When the Tea Party of Spokane holds its first-anniversary celebration and rally at the Spokane Convention Center on Thursday – tax day – its lead speaker will be Idaho Gov. Butch Otter.
The Gem State’s chief executive, who’s been drawing national attention for filing suit against national health care reform and who’s currently in a six-way GOP primary contest in his re-election bid, jumped at the chance, organizers said.
“He was happy as a clam – he was just absolutely stoked,” said Kirk Smith, vice president and spokesman for Tea Party of Spokane.
Otter has a history of speaking to groups that express distrust in the federal government, including a U.S. Militia Association meeting in Boise he addressed in 1995 a month and a half before the bombing of the federal building in Oklahoma City.
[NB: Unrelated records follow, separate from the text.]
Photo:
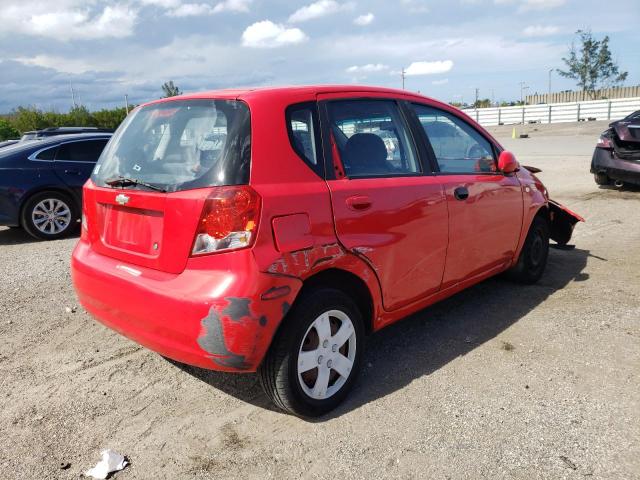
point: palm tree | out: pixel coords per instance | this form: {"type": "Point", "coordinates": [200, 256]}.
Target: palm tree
{"type": "Point", "coordinates": [170, 90]}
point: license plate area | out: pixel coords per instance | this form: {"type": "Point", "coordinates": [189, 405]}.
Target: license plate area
{"type": "Point", "coordinates": [133, 230]}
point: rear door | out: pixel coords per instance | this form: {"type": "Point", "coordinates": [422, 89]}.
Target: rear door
{"type": "Point", "coordinates": [74, 161]}
{"type": "Point", "coordinates": [485, 206]}
{"type": "Point", "coordinates": [386, 209]}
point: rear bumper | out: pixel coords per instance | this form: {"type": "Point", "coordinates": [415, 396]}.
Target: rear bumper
{"type": "Point", "coordinates": [606, 161]}
{"type": "Point", "coordinates": [212, 315]}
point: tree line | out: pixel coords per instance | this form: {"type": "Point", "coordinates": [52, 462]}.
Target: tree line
{"type": "Point", "coordinates": [25, 119]}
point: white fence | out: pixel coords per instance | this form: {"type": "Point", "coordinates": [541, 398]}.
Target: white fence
{"type": "Point", "coordinates": [556, 112]}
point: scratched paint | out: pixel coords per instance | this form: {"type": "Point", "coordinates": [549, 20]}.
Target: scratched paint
{"type": "Point", "coordinates": [237, 309]}
{"type": "Point", "coordinates": [212, 341]}
{"type": "Point", "coordinates": [301, 262]}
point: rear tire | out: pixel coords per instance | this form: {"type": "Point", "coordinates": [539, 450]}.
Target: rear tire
{"type": "Point", "coordinates": [601, 178]}
{"type": "Point", "coordinates": [534, 254]}
{"type": "Point", "coordinates": [49, 215]}
{"type": "Point", "coordinates": [315, 357]}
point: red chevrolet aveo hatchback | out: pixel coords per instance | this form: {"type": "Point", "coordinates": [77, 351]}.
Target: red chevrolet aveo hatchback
{"type": "Point", "coordinates": [269, 230]}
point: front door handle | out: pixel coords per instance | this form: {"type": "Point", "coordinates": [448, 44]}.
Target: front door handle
{"type": "Point", "coordinates": [359, 202]}
{"type": "Point", "coordinates": [461, 193]}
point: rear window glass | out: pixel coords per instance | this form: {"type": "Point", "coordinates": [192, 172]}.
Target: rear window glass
{"type": "Point", "coordinates": [180, 145]}
{"type": "Point", "coordinates": [84, 151]}
{"type": "Point", "coordinates": [48, 154]}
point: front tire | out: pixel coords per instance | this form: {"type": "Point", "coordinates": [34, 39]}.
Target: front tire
{"type": "Point", "coordinates": [49, 215]}
{"type": "Point", "coordinates": [316, 355]}
{"type": "Point", "coordinates": [534, 254]}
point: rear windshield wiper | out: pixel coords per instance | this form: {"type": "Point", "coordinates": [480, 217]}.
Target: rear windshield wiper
{"type": "Point", "coordinates": [126, 181]}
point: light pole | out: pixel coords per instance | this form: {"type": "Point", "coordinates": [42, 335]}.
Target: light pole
{"type": "Point", "coordinates": [523, 87]}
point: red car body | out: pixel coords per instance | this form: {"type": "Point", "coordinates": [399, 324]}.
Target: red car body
{"type": "Point", "coordinates": [397, 244]}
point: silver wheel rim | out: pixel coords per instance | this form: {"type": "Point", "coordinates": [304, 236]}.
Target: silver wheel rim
{"type": "Point", "coordinates": [326, 356]}
{"type": "Point", "coordinates": [51, 216]}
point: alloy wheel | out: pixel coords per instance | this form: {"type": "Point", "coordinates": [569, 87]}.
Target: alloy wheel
{"type": "Point", "coordinates": [327, 354]}
{"type": "Point", "coordinates": [51, 216]}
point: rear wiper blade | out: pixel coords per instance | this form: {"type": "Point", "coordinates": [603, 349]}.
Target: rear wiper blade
{"type": "Point", "coordinates": [126, 181]}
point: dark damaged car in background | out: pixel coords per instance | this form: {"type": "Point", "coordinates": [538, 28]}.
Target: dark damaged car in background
{"type": "Point", "coordinates": [616, 159]}
{"type": "Point", "coordinates": [41, 182]}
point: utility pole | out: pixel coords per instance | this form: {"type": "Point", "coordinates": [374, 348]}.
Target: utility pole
{"type": "Point", "coordinates": [523, 87]}
{"type": "Point", "coordinates": [73, 95]}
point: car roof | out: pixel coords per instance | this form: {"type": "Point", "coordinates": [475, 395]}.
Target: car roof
{"type": "Point", "coordinates": [292, 91]}
{"type": "Point", "coordinates": [51, 141]}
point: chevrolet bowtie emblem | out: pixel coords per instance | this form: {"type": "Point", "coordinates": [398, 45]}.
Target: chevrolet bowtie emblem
{"type": "Point", "coordinates": [122, 199]}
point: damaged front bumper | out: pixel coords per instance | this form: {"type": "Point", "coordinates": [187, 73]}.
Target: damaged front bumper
{"type": "Point", "coordinates": [220, 313]}
{"type": "Point", "coordinates": [621, 167]}
{"type": "Point", "coordinates": [562, 222]}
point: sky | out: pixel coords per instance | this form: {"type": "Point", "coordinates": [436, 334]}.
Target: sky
{"type": "Point", "coordinates": [104, 49]}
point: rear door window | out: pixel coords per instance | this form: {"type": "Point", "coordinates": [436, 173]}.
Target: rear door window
{"type": "Point", "coordinates": [372, 138]}
{"type": "Point", "coordinates": [81, 151]}
{"type": "Point", "coordinates": [180, 145]}
{"type": "Point", "coordinates": [457, 146]}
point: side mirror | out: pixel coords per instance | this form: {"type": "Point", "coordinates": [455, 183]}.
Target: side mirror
{"type": "Point", "coordinates": [507, 162]}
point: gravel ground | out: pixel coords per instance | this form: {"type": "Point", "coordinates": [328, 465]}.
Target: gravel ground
{"type": "Point", "coordinates": [500, 381]}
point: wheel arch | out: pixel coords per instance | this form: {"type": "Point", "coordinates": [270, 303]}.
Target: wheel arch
{"type": "Point", "coordinates": [541, 210]}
Otter’s primary election opponents had varying responses to his tea party top billing. Rex Rammell, who’s been on national TV twice in the last three weeks talking about his support for the militia movement, accused Otter of trying to steal his platform. “Now that he’s up for re-election, he’s Mr. States’ Rights,” Rammell said.
Sharon Ullman, an Ada County commissioner, said, “He’s certainly welcome to go do whatever he wants,” adding with a laugh that the speaking gig means Otter won’t be campaigning in Idaho that afternoon.
Jon Hanian, Otter’s press secretary, said an invitation for Otter to speak at a Boise tea party rally last year came just a week before the event, so the governor couldn’t do it. Smith said he contacted the governor about a month and a half ago to extend the invitation to Spokane.
Hanian said Otter likely will talk about “concerns about the exponential growth of our federal deficit, the overreach of federal authority in areas everywhere from wolves to health care, and … express his concern and support of citizens who are raising these concerns.”
Smith said the group reached out to Otter because of the stands he’s taken, from voting against the Patriot Act as a congressman to suing over health care reform as governor.
“The other issue is we like what he’s doing with the competition between the other Northwest states of Oregon and Washington, looking to pick up businesses that may be a little bit disgruntled over the increased taxes,” Smith said.
He added, “We’re losing a lot of our freedoms and our liberties. … We can learn from what they’ve done, and by getting that out to everybody, it gets everybody thinking about what we can do in our state.”
The rally starts at 3:30 p.m. Thursday at the Floating Stage through the Spokane Convention Center breezeway; it’s free and open to the public. A similar rally last year featuring U.S. Rep. Cathy McMorris Rodgers and other speakers drew several thousand people.